Ninguém pode ser punido por fato que lei posterior deixa de considerar crime, cessando em virtude dela a execução e os efeitos penais da sentença condenatória. Parágrafo único - A lei posterior, que de qualquer modo favorecer o agente, aplica- se aos fatos anteriores, ainda que decididos por sentença condenatória transitada em julgado.

Assim, nitidamente, a norma demonstra que nenhuma conduta humana pode ser penalizada sem ter no ordenamento predisposição anterior que a vede, para que iniba a produção do resultado, que afete bem jurídico tutelado pelo Estado.

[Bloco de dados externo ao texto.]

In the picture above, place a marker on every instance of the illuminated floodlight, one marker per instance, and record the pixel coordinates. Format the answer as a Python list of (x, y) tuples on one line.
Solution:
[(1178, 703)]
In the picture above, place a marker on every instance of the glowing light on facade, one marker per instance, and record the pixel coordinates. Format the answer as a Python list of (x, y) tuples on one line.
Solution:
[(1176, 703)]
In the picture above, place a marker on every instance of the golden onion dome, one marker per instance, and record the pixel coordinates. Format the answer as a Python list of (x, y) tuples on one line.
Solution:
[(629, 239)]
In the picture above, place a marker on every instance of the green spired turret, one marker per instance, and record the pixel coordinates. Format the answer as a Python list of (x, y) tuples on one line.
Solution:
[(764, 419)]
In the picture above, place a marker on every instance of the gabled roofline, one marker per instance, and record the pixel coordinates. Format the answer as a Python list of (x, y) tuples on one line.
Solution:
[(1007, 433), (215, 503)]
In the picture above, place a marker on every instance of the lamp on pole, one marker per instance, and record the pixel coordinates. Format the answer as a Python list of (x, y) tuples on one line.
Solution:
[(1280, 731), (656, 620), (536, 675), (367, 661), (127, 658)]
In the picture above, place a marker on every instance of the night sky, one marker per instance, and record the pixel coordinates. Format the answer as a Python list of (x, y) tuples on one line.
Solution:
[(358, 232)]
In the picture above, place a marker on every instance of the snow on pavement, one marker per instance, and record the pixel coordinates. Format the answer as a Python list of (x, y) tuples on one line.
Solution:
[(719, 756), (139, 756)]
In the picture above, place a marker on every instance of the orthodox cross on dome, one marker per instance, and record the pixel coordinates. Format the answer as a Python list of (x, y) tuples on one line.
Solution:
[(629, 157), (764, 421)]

Como exemplo, trazemos um julgado do Egrégio Tribunal de Santa Catarina, que trancou ação penal por meio de habeas corpus, assim entendendo:

Habeas Corpus. ATENTADO CONTRA A SEGURANÇA DE SERVIÇO DE UTILIDADE PÚBLICA (ART. 265 DO CÓDIGO PENAL). PLEITO VISANDO AO TRANCAMENTO DA AÇÃO PENAL. ALEGADA AUSÊNCIA DE JUSTA CAUSA. CABIMENTO. MANIFESTA ATIPICIDADE DA CONDUTA. COMUNICAÇÃO POR MEIO DO APLICATIVO WHATSAPP SOBRE A OCORRÊNCIA DE BLITZ POLICIAL. CONDUTA QUE NÃO SE AMOLDA AO TIPO PENAL IMPUTADO. ATUAÇÃO ESPORÁDICA E OCASIONAL DA POLÍCIA QUE NÃO PODE SER ENTENDIDA COMO SERVIÇO DE UTILIDADE PÚBLICA PARA OS FINS DO ART. 256 DO CP. AINDA, AUSÊNCIA DE PERIGO CONCRETO DA AÇÃO E DOLO DE FRUSTAR O SERVIÇO. ALÉM DO MAIS, PROJETO DE LEI QUE VISA PUNIR A

CONDUTA QUE AINDA SE ENCONTRA EM TRAMITAÇÃO.

IMPOSSIBILIDADE DE PUNIÇÃO ANTECIPADA, SOB PENA DE OFENSA

CONSTRANGIMENTO ILEGAL DEMONSTRADO. WRIT CONHECIDO E ORDEM CONCEDIDA PARA O TRANCAMENTO DA AÇÃO PENAL.

(SANTA CATARINA, TJSC, 2017)

No julgamento em apreço, o acusado havia realizado a conduta de avisar, por meio do aplicativo WhatsApp, que havia uma blitz policial em determinado local.

Ocorre que não há tipo penal para este caso, tendo somente um projeto de lei para a criminalização da atitude em comento.

Posto isso, a ação não teve justa causa para a continuidade. Isto porque a atitude do réu era, na época, conduta não criminalizada, sendo, pois, fato atípico.

Assim sendo, temos que toda conduta delitiva deve estar expressamente prevista em lei para assim daquele modo ser considerada. A reserva legal é um preceito que explana serem, somente as condutas expressamente previstas na lei, consideradas delitos.

Ela impede que a lei penal possa ser vista de outra forma, senão de maneira evidente ou demonstre alguma imprecisão, devendo ser, também, um parâmetro de absolvição no caso de dúvida.

Parece uma questão relativamente clara, uma vez que aparenta ser simplório este preceito. Contudo, veremos que, por algumas vezes, isto não é tão límpido para a nossa jurisprudência. Dependendo do caso a situação é mais atribulada do que parece, criando diversos debates, os quais são o objeto de estudo deste escrito.

Sobre a anterioridade, esta inibe que, se a conduta não estiver presente no ordenamento, no momento da execução do ato, ainda que o comportamento possa ter certo grau de reprovabilidade, não poderá ser punido o agente que a tiver cometido.

Já a taxatividade decorre da reserva legal. Ou seja, se a tipicidade é a figura deve estar por lei descrita, por certo somente ela é que delimita as condutas punitivas, tornando o rol de crimes previsto na lei algo taxativo.